The binding stoichiometry found for the (±)‐trans‐δ‐viniferin/(R,R)‐trans‐δ‐viniferin/(S,S)‐trans‐δ‐viniferin:ds10 duplex complexes was also plausible considering the interaction of the ligands at both the minor and major grooves of ds10 duplex inferred by the NMR analysis.

Moreover, the 1 : 1 binding stoichiometries observed for both trans‐resveratrol and trans‐pterostilbene with all the investigated DNA sequences suggested a similar binding mode for these ligands to the duplex or G‐quadruplex structures as a consequence of their structural similarity.

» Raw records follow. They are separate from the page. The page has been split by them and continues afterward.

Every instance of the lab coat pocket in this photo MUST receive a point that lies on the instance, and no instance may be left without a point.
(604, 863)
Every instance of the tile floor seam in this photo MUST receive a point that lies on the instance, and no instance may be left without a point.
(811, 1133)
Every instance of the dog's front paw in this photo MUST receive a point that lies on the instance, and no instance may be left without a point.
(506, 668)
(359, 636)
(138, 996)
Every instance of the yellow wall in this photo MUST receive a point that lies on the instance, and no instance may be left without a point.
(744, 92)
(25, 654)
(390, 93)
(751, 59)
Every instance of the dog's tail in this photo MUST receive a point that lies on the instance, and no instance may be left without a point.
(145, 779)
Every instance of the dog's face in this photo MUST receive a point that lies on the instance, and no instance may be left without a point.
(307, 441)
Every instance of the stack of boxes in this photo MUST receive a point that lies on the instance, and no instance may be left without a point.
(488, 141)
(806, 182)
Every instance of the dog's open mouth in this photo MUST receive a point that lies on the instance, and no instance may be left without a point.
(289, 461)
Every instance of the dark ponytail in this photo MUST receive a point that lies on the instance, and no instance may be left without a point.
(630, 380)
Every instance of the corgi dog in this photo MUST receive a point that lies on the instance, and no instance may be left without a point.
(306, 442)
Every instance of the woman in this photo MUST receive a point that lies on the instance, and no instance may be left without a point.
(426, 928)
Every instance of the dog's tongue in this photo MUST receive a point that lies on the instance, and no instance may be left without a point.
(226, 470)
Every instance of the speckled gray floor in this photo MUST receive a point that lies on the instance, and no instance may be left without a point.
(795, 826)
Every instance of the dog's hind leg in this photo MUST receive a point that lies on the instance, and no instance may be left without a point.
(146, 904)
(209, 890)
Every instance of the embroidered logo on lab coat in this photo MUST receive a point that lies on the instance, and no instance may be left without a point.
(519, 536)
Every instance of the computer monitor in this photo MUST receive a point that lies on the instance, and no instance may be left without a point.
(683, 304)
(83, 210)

For the here studied systems featured by 1 : 2 or 1 : 3 DNA/ligand binding stoichiometries, the obtained binding constants were considered only as apparent constants. Indeed, in the case of multiple binding events which, appearing unresolved when following spectroscopic changes, can be represented only by a simplified model based on independent and equivalent sites, as is our case, only averaged constant values over all the occurring binding events can be extrapolated.[ 49 , 50 ] Hence, the here obtained data allow only a rough estimation of the real binding constants, which still represent useful indications in the overall understanding of the systems under investigation.

Altogether these data proved a tight interaction between all the explored ligands and both duplex‐ and G‐quadruplex‐forming DNA oligonucleotides, with no relevant marked preference for a specific DNA sequence/secondary structure.

Docking studies

To get a deeper insight into the binding mode of trans‐δ‐viniferin to duplex and G‐quadruplex structures, molecular docking studies were performed for (R,R)‐trans‐δ‐viniferin and (S,S)‐trans‐δ‐viniferin using as targets both ds10 duplex and Pu22T14T23 G‐quadruplex. trans‐Resveratrol was also studied in the complexes with the same DNA targets in order to compare the binding behaviour of trans‐δ‐viniferin with its parent compound. On the basis of the results of the fluorescence spectroscopy experiments, 1 : 2 or 1 : 1 DNA/ligand models were built for DNA/trans‐δ‐viniferin or DNA/trans‐resveratrol complexes, respectively. In detail, the lowest energy docked conformations of the first or both the first and second most populated clusters were selected for 1 : 1 or 1 : 2 DNA/ligand systems, respectively.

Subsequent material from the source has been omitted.